As for the equally dramatic selloff on the 30th, Pavilonis speculated that there may also have been massive short bets from some of the big banks in the market which contributed to deepening it.
“Maybe that's true,” he said. “Maybe the banks are saying that because they want to buy more, and they want it to go higher. Who knows?”
Pavilonis said that the profit-taking and risk-mitigation measures used by experienced traders can seem to work against them in these situations, while the gung-ho YOLO traders can sometimes reap the rewards by going all in.
“The key part of this is that you don't know where the market's going to go, or how high it's going to go, or if it's going to roll over,” he said. “You put on a trade, and you don't know how high it's going to go. The biggest problem was that you go from a full-sized position down to maybe a quarter of the position because it hit your targets.”

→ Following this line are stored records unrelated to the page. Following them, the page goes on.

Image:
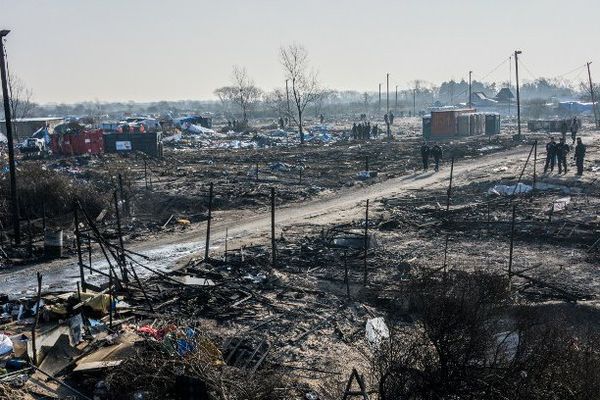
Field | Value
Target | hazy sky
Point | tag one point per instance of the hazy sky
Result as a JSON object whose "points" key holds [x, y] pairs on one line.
{"points": [[71, 50]]}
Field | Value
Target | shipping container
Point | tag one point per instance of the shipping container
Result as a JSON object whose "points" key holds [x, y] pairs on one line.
{"points": [[464, 125], [444, 123], [149, 143], [427, 126], [72, 144], [492, 124]]}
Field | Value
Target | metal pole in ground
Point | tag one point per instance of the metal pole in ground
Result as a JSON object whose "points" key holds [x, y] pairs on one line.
{"points": [[121, 252], [379, 104], [535, 165], [470, 90], [226, 242], [110, 298], [79, 258], [387, 102], [517, 52], [207, 245], [14, 193], [449, 193], [273, 248], [446, 253], [146, 173], [366, 245], [37, 319], [512, 241], [346, 280], [594, 105]]}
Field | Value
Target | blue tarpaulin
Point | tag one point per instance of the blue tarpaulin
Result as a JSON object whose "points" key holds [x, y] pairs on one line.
{"points": [[575, 107]]}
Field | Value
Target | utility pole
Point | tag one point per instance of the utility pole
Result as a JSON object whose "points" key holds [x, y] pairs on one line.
{"points": [[14, 194], [414, 102], [517, 52], [287, 95], [594, 105], [387, 104], [470, 90], [379, 109]]}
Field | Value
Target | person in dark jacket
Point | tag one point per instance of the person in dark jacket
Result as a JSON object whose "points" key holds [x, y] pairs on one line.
{"points": [[436, 152], [579, 156], [562, 149], [425, 155], [574, 129], [550, 155], [564, 128]]}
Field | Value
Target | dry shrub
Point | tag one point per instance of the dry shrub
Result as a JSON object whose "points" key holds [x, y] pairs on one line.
{"points": [[56, 190], [155, 367], [7, 392], [454, 351]]}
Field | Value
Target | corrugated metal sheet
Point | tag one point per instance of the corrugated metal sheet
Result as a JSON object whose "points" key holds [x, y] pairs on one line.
{"points": [[87, 142], [464, 125], [149, 143], [427, 127], [444, 123], [492, 124]]}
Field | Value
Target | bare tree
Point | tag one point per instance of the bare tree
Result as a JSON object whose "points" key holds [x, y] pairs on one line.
{"points": [[243, 92], [305, 86]]}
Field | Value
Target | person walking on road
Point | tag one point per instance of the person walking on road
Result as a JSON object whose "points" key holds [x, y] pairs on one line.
{"points": [[562, 149], [436, 152], [550, 155], [425, 155], [579, 156], [574, 129]]}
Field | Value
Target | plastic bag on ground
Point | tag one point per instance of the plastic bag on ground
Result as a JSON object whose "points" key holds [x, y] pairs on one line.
{"points": [[377, 331]]}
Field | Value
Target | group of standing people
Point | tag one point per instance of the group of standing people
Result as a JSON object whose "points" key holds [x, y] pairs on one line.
{"points": [[559, 151], [572, 126], [364, 131], [435, 151]]}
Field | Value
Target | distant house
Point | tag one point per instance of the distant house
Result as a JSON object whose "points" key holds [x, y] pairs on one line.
{"points": [[504, 96], [25, 127], [480, 99]]}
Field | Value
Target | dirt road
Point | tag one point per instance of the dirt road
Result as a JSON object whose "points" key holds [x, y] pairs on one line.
{"points": [[343, 205]]}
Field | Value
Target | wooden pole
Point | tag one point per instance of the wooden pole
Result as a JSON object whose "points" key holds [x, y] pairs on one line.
{"points": [[79, 258], [207, 245], [273, 246], [450, 185], [366, 242], [37, 319]]}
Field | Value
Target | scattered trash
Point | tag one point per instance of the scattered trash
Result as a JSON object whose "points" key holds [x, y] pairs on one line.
{"points": [[506, 190]]}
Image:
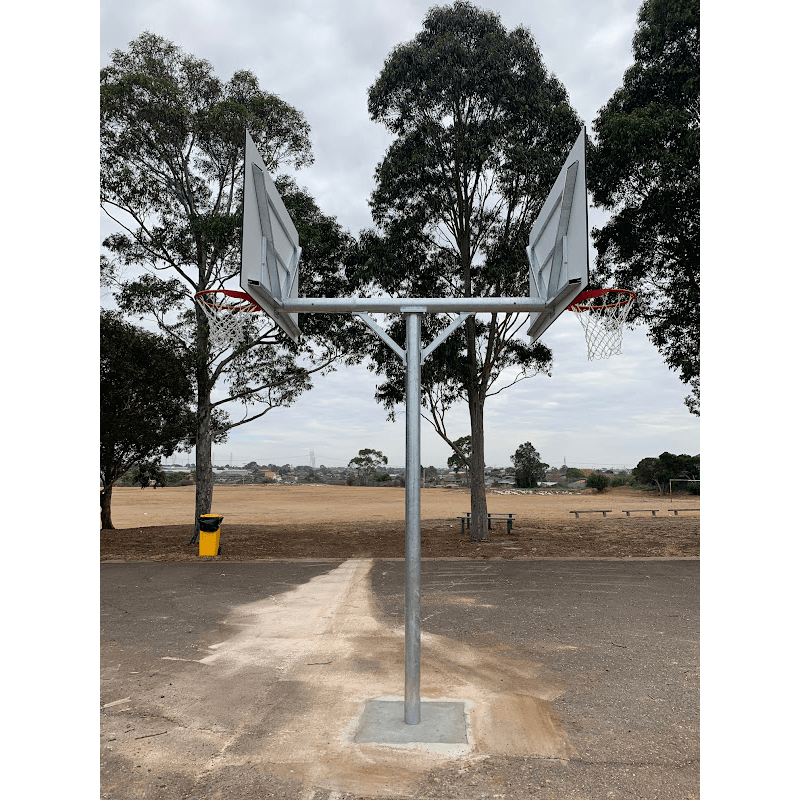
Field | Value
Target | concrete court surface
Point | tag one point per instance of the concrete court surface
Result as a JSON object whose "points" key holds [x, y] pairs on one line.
{"points": [[248, 680]]}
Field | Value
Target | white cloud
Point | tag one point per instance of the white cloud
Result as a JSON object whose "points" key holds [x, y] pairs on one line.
{"points": [[321, 57]]}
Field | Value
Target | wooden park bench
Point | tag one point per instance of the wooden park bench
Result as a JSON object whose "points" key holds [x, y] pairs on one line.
{"points": [[590, 511], [507, 518]]}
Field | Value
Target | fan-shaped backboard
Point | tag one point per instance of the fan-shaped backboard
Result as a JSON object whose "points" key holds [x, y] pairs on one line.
{"points": [[270, 244], [558, 248]]}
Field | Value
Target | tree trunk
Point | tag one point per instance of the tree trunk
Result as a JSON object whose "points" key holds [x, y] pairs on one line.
{"points": [[479, 531], [105, 508]]}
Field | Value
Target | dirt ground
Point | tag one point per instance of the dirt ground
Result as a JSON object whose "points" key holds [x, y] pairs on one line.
{"points": [[263, 522]]}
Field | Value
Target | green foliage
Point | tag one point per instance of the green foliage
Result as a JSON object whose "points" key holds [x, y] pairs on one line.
{"points": [[171, 137], [480, 131], [597, 481], [149, 473], [646, 170], [658, 471], [366, 463], [529, 469], [462, 451], [145, 398]]}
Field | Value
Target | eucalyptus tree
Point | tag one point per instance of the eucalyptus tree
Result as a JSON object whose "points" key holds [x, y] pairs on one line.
{"points": [[172, 138], [646, 170], [481, 129], [146, 401]]}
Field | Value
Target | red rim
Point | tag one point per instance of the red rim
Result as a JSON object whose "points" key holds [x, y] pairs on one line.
{"points": [[232, 293], [627, 296]]}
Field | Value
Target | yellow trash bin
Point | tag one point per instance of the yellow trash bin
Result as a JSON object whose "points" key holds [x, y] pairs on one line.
{"points": [[209, 534]]}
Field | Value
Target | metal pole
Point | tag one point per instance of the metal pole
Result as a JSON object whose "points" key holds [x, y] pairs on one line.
{"points": [[413, 460]]}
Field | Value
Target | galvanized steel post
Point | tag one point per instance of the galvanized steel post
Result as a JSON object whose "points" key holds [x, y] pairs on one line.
{"points": [[413, 461]]}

“Next thing you know, you wake up in the morning and silver's up 10 bucks,” Pavilonis continued. “You still have a position on, but it's nothing near the size that you had on before. And then, okay, silver's trading at $70… are we looking at the $90 calls now? How do you manage that position? So you're slowly unwinding stuff, or adding some way out-of-the-money calls. But it's just the sizing and the strike prices, because at this point, not very many people at our desk were trading futures as silver got above [$70].”
So as prices rose further and further above where experienced traders could believe in them, they would reduce their position, effectively selling to the speculative traders whose only strategy was often: To the moon!
“The biggest takeaway was that those positions, on the smart money side, were just a lot smaller,” he said. “Whereas the guys where it's trading at $30, $40 and they were buying $100 calls for six months out, and $150 calls, and $130 calls… I don't know if it was a trade where it's meant to get up to those strike prices. Maybe it was more just ‘Hey, if we get 50% of this move here, if silver goes up to $70, or $60…’ They would just keep on adding to it, as the [experienced professional commodity traders] were unwinding and managing positions that were still making money. But not like $20,000 in options turning into $5 million.”
“I can say, after this volatility at the highs, a lot of those guys that made a lot of money, the YOLO traders, gave a lot of it back,” Pavilonis said. “But they still did better than a lot of guys that have been in the business for quite some time.”